Cross-source positioning
- Direct extension of Ransbotham et al. 2024 — same author David Kiron, same operational thesis (combining org + AI-specific learning), now with a named flywheel mechanism.
- Reinforces OpenAI micro-productivity-trap — “consumption dressed up as adoption” is a precise restating of the micro-productivity-trap. The Kiron-Schrage flywheel is operationally what Bain/OpenAI’s “reimagine workflows” prescription requires.
- Connects to Anthropic Managed Agents — Boris Cherny’s 10–15 concurrent Claude instances + CLAUDE.md pattern is consistent with the brain/hands/session decomposition; the post is operational evidence for the same architecture from a different team at the same company.
- Connects to durable-skills — “the expert as evaluator is not a transitional role” is a direct claim about which skills retain durable value; “evaluation requires domain expertise” is the operational definition.
- Connects to ai-employment-effects — the column explicitly argues against letting expertise atrophy because “AI can do that now.” This positions the column on the augmentation side of the automation-vs-augmentation debate, with a specific mechanism (the expert is repositioned, not removed).

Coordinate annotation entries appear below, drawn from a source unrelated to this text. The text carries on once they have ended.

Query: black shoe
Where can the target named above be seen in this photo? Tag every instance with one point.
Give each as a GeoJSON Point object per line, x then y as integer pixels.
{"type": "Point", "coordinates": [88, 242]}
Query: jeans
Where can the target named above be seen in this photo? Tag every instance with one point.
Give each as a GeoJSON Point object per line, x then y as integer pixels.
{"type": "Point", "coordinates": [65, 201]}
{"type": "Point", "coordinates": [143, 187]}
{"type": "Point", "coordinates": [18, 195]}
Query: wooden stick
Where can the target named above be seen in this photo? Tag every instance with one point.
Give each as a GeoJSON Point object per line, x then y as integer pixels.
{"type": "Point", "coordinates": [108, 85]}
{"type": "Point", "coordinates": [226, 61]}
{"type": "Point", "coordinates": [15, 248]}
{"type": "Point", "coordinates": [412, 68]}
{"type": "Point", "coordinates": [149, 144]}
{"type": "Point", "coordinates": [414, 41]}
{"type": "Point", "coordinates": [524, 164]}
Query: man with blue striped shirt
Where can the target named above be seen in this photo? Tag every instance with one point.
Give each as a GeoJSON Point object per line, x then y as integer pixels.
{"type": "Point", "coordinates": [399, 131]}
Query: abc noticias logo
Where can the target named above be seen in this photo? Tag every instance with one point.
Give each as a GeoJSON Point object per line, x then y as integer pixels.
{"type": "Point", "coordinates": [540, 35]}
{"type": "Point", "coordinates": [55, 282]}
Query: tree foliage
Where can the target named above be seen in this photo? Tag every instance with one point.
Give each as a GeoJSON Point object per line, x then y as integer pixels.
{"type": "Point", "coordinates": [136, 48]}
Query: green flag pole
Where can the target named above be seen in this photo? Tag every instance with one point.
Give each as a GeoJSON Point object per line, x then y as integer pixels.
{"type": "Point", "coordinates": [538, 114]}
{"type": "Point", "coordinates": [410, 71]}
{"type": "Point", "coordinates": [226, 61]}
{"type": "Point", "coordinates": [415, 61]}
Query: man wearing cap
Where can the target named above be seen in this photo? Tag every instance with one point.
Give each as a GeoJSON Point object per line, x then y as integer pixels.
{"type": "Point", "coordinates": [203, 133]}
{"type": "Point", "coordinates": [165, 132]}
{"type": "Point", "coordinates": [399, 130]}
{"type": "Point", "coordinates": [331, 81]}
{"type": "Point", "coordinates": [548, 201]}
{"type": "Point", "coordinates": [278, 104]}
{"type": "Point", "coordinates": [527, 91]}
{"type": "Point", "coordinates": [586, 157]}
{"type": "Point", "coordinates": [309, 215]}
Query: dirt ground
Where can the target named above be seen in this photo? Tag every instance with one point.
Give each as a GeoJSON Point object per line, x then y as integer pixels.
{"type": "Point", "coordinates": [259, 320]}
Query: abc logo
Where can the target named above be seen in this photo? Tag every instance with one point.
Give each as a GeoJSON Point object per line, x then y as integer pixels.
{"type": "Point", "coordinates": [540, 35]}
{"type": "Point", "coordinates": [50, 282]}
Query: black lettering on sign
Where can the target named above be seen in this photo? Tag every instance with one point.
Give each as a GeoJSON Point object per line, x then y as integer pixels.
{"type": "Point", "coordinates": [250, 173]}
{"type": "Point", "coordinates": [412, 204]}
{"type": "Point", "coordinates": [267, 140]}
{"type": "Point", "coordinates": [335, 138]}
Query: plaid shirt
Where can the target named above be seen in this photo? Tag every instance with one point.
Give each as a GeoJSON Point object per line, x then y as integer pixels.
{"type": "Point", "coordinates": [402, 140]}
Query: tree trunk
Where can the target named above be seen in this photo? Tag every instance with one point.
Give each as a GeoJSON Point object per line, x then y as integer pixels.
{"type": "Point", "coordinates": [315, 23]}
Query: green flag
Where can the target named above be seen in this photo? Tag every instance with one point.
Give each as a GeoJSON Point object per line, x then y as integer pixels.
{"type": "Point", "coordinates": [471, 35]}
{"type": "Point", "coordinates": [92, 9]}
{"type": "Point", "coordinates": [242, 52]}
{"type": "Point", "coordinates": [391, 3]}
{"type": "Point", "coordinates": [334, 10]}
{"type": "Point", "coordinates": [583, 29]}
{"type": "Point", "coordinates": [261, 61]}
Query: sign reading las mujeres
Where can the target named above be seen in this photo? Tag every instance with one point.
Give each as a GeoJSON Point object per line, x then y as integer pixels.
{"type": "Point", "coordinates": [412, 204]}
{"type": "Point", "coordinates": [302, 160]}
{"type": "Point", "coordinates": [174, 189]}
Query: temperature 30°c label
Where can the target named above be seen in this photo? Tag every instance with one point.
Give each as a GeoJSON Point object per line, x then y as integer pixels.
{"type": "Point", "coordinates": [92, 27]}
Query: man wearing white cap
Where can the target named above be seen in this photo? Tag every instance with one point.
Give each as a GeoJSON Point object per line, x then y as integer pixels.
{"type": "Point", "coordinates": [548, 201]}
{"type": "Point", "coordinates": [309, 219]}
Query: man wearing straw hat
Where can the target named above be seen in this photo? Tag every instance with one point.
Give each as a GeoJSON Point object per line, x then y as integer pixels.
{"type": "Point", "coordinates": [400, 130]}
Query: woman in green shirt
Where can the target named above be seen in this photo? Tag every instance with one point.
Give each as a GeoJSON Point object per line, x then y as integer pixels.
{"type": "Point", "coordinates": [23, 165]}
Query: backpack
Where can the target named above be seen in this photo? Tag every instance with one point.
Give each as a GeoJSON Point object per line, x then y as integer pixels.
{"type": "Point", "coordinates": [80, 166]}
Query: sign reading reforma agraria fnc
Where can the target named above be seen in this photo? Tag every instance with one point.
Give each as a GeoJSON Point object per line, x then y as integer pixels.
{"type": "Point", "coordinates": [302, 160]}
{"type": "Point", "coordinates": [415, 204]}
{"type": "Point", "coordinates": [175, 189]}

- Connects to generative-ai — the column reframes ROI as return on iteration rather than return on investment. Worth promoting as a coining.
Source-quality flag
- Strengths: lead-author David Kiron carries the Ransbotham et al. 2024 empirical foundation. Citations to Polanyi (1966), Jevons (1865) ground the column in established economic/philosophical theory. Two named, identifiable real-world examples (Cherny, Dogan) provide operational specificity that pure-thesis columns lack.

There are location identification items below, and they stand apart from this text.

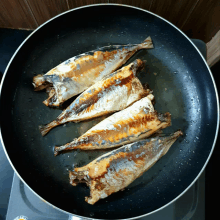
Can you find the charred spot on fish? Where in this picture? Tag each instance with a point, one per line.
(78, 67)
(164, 117)
(68, 61)
(131, 67)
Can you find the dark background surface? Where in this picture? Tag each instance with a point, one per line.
(9, 41)
(199, 19)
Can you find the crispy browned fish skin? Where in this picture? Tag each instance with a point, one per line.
(117, 91)
(117, 169)
(78, 73)
(138, 121)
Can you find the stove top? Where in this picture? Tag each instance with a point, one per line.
(25, 204)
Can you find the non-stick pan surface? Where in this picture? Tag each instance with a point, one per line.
(182, 84)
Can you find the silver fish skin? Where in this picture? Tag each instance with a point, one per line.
(80, 72)
(117, 169)
(137, 121)
(114, 93)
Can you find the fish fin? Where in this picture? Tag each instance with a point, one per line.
(44, 129)
(56, 151)
(147, 43)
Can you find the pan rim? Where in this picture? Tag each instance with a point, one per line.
(134, 7)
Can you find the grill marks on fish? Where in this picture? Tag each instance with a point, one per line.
(78, 73)
(114, 93)
(140, 120)
(117, 169)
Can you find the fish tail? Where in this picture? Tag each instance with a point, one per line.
(147, 43)
(44, 129)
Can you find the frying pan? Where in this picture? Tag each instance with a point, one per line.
(175, 70)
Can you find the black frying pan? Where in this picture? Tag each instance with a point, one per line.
(176, 71)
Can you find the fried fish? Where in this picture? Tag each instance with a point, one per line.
(138, 121)
(114, 93)
(80, 72)
(117, 169)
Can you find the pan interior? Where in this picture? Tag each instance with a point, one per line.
(175, 71)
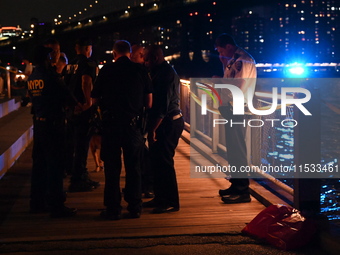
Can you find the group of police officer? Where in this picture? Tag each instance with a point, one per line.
(122, 90)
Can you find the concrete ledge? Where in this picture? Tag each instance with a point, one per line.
(8, 106)
(16, 133)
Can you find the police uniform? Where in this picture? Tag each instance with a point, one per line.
(48, 96)
(166, 87)
(121, 88)
(80, 122)
(241, 65)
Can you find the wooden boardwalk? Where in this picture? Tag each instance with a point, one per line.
(202, 211)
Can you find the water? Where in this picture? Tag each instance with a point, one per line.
(280, 148)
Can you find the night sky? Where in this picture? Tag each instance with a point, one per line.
(20, 12)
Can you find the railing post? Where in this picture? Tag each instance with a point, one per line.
(215, 131)
(192, 111)
(308, 151)
(8, 84)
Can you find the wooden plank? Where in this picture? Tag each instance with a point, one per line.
(201, 212)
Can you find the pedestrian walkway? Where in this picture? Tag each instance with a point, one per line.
(201, 210)
(204, 225)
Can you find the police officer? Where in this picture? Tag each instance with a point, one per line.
(82, 74)
(165, 129)
(48, 95)
(123, 88)
(238, 64)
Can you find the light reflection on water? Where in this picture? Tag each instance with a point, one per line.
(283, 150)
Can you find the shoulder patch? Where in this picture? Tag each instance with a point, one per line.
(238, 65)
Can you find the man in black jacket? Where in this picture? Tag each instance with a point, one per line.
(165, 128)
(122, 89)
(49, 96)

- Caveats: Op-ed format, not empirical research. The “6× more likely” and “73% more likely” statistics are restated from the MIT SMR / BCG research base — not independently validated by this column. The Cherny / Dogan anecdotes are vivid but n=2.
- Per CLAUDE.md §Lifecycle: confidence baseline 0.7 + 0.05 additional supporting source (the Anthropic Managed Agents post and Ransbotham et al. mutually reinforce the framework) + 0.05 for being co-authored by an author with prior empirically-grounded work in the wiki = 0.80. Not raised to peer-review-tier 0.85 because the column itself is opinion-format.
Open questions for the wiki
- Is “return on iteration” worth a dedicated wiki concept page? The column coins it once; if other sources independently arrive at the same reframing, promote.
- What’s the empirical correlate of “evaluation as binding constraint”? The column claims human bandwidth to evaluate becomes the binding constraint as AI access ceases to be limiting. Anthropic Economic Index 5’s tenure-success finding (~3-4pp after controls) is one signal that evaluation skill differentiates outcomes. A dedicated longitudinal study of “evaluation throughput per analyst hour” would be the next-source target.
- Does the verification-evaluation-learning-capture flywheel map onto MIT CISR’s Stage 3 attributes? “Test-and-learn” + “architected for reuse” are CISR Stage 3 traits — the Kiron-Schrage flywheel may be the operational prescription for how to do Stage 3, complementing CISR’s structural framing.